Great books about space and the planets
I was doing some work on the nonfiction collection today, focusing on the shelves about astronomy, space, planets and time. While examining the books closely, I came across a few that I want to remember as being really interesting:
Faraway Worlds: Planets Beyond Our Solar System, by Paul Halpern and Illustrated by Lynette R. Cook, is a fascinating look at the search for distant planets. It contains simple visual demonstrations of how scientists are able to find stars that have planets--the "wobbling star" is explained with a good diagram about the gravitational pull of a large planet. Halpern's writing is very accessible and Cook's illustrations take the book to another level of imaginative wonder, as she artfully speculates what a beach might look like on a planet with two suns. There is even a page at the end dedicated to explaining how Cook comes up with her illustrations. Really a fantastic and imaginative read.

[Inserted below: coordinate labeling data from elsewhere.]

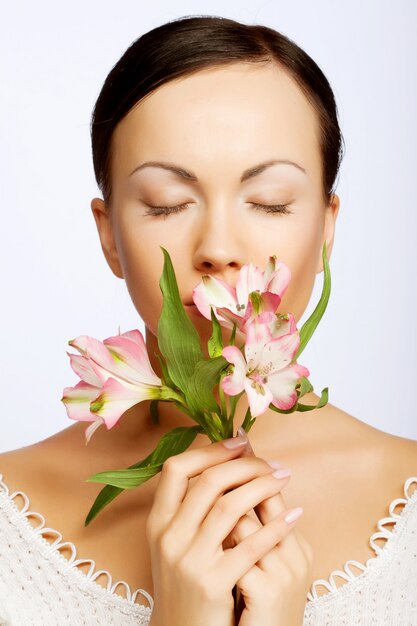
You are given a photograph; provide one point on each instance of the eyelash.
(157, 211)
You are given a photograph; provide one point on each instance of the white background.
(55, 282)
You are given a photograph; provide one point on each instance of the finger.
(271, 507)
(246, 526)
(177, 471)
(243, 559)
(227, 510)
(212, 484)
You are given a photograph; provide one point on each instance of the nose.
(221, 244)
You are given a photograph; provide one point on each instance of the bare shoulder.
(387, 460)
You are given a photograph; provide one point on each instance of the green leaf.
(165, 374)
(305, 386)
(178, 339)
(305, 407)
(215, 343)
(154, 412)
(199, 395)
(173, 442)
(233, 335)
(322, 402)
(310, 325)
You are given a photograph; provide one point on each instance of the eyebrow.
(249, 173)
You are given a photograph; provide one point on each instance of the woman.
(220, 142)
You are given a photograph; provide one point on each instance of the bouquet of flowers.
(259, 361)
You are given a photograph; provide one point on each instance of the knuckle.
(223, 506)
(172, 466)
(208, 477)
(251, 546)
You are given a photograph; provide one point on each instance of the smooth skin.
(188, 527)
(216, 125)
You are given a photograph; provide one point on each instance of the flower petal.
(257, 336)
(77, 401)
(233, 384)
(131, 359)
(282, 386)
(250, 279)
(259, 396)
(89, 432)
(87, 370)
(278, 353)
(116, 398)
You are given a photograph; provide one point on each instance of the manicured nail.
(293, 514)
(242, 433)
(235, 442)
(282, 473)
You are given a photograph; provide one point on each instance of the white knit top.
(39, 586)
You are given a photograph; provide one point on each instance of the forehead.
(230, 116)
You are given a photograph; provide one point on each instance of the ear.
(332, 211)
(105, 230)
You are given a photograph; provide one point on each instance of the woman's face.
(219, 131)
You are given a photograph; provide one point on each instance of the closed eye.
(167, 210)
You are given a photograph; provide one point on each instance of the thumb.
(248, 451)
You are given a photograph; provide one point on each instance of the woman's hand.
(274, 590)
(193, 576)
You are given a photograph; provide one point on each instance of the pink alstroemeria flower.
(115, 375)
(231, 304)
(265, 371)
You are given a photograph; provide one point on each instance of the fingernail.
(235, 442)
(293, 514)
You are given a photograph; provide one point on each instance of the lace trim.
(381, 533)
(54, 547)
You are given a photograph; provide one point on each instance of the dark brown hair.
(191, 43)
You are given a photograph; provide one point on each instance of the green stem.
(222, 400)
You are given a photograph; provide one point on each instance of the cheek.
(142, 261)
(300, 250)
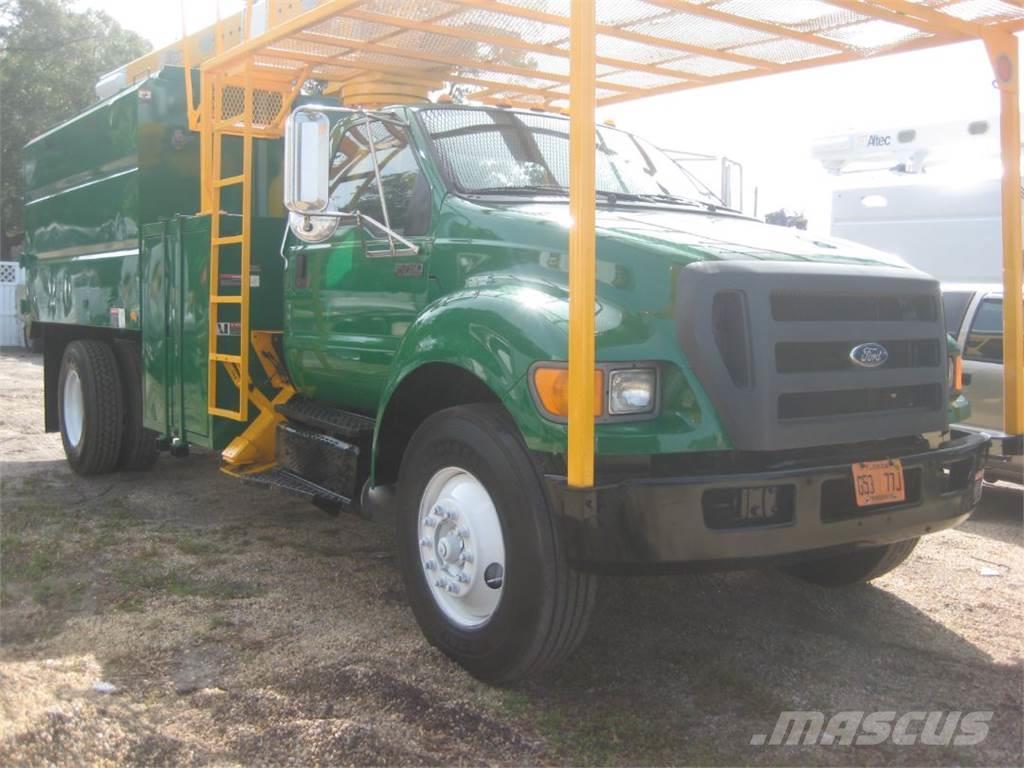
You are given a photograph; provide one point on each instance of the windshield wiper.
(610, 197)
(674, 200)
(520, 189)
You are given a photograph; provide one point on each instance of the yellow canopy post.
(583, 141)
(1005, 53)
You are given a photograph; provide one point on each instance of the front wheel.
(853, 567)
(91, 407)
(482, 563)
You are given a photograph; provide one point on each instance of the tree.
(50, 59)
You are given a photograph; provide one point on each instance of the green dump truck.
(376, 318)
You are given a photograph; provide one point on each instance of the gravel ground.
(178, 616)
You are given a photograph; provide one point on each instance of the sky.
(768, 124)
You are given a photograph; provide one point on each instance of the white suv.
(974, 317)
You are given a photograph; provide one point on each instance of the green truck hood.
(699, 236)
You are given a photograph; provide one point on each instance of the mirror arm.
(358, 219)
(380, 183)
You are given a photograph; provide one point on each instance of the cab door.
(351, 298)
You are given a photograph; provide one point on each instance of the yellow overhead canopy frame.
(577, 55)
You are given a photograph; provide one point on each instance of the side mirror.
(307, 162)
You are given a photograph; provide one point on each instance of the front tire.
(853, 567)
(91, 407)
(478, 543)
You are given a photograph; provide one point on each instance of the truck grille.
(772, 343)
(814, 356)
(791, 306)
(870, 400)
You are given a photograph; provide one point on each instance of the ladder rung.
(229, 181)
(225, 413)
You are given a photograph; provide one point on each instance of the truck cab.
(764, 397)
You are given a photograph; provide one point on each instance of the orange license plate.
(879, 482)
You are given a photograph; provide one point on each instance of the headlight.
(632, 391)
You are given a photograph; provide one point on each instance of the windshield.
(494, 151)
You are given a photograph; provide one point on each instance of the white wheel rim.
(74, 411)
(462, 549)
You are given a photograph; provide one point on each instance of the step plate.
(325, 417)
(292, 483)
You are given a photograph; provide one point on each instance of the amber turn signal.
(552, 387)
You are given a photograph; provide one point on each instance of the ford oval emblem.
(869, 355)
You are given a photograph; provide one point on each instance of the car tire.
(138, 444)
(469, 487)
(90, 401)
(853, 567)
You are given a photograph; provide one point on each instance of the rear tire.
(469, 486)
(91, 407)
(853, 567)
(138, 444)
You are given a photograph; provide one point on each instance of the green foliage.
(50, 59)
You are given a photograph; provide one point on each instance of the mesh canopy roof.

I found a lot of books about the Hubble Telescope for all different levels of readers, but none so beautiful as Space, Stars and the Beginning of Time: What The Hubble Telescope Saw by Elaine Scott. It's not just the phenomenal, crisp Hubble Space Telescope photos of nebulas and novas that sets this one apart from our other books on the subject. It's a very well-written book about everything that the Hubble's images have taught us about the nature of our universe and how it was formed. Scott deftly covers different types of stars and their life cycles, the evolution of galaxies and the functions of black holes. She also covers the history of the Hubble, and the heroic challenge undertaken to fix what is truly "one of the greatest scientific instruments of all time" (p. 4). But what the Hubble has to teach us about the history of the universe is this book's real achievement. Scott demonstrates how the Hubble has lead us to the knowledge that:
- the universe is 13.7 billion years old
- dark matter makes up most of the material in the universe
- there are lots of other solar systems like ours
and a lot more. Some of the reading might be dense for a child, but for the most part it is very accessible and well-done.
Finally, I was thinking about discarding this one, but couldn't part with it after discovering how good it is. How We Learned the Earth is Round, by Patricia Lauber and illustrated by Megan Lloyd, is probably one of the best, most on-point explanations I've seen regarding this very important human achievement. Lloyd's illustrations are very kid-friendly, perfect for Lauber's excellent and kid-friendly prose. Lauber lays out the whole history of human thought about the world in a way that a second-grader could easily grasp. I don't want to weed this book! I want to put it in the hands of a child and say, "Read this so you know how the ancient Greeks knew so much about our planet, thousands of years before satellite telescopes were invented!" It's a great introduction to science and the courage it takes to explore the full range of possibilities suggested by one's careful observations of the world.